At that stage, a lot of my ambitions were still private. I cared about language, business, and a larger life, but most of it still felt abstract. John made those ideas feel inhabited.
A Glimpse of Another Adulthood
What stayed with me was the kind of adulthood he represented. Experienced, calm, funny, a little cranky in a way that made him more entertaining, and completely free of self-advertisement.
He once told me:
"You have an old soul."
It was a small line, almost casual, but it stayed because it came from someone whose standards I respected.
John also widened my sense of what life could look like later on. He made Global Perspective feel real. So did Language Learning. Seeing a real polyglot up close changed the whole subject for me.
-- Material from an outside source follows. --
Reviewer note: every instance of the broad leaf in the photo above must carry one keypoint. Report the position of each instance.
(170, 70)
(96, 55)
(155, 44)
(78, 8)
It made English feel less like a school skill and more like part of a larger life.
Nights in Hanoi
Most of the friendship lived in bars, drinks, music, and long talk. We spent time at Moose and Roo and other places around Hanoi, drifting between banking, Ireland, Japan, culture, and whatever else the night opened.
He introduced me to Elvis Presley, and that did not stay a casual recommendation. Elvis became a real part of my listening life afterward. The same goes for "Kitty" by The Pogues, which still brings that period back with almost no effort.
That is the shape John has in my memory: conversation, atmosphere, and a wider horizon entering my life in a very ordinary setting.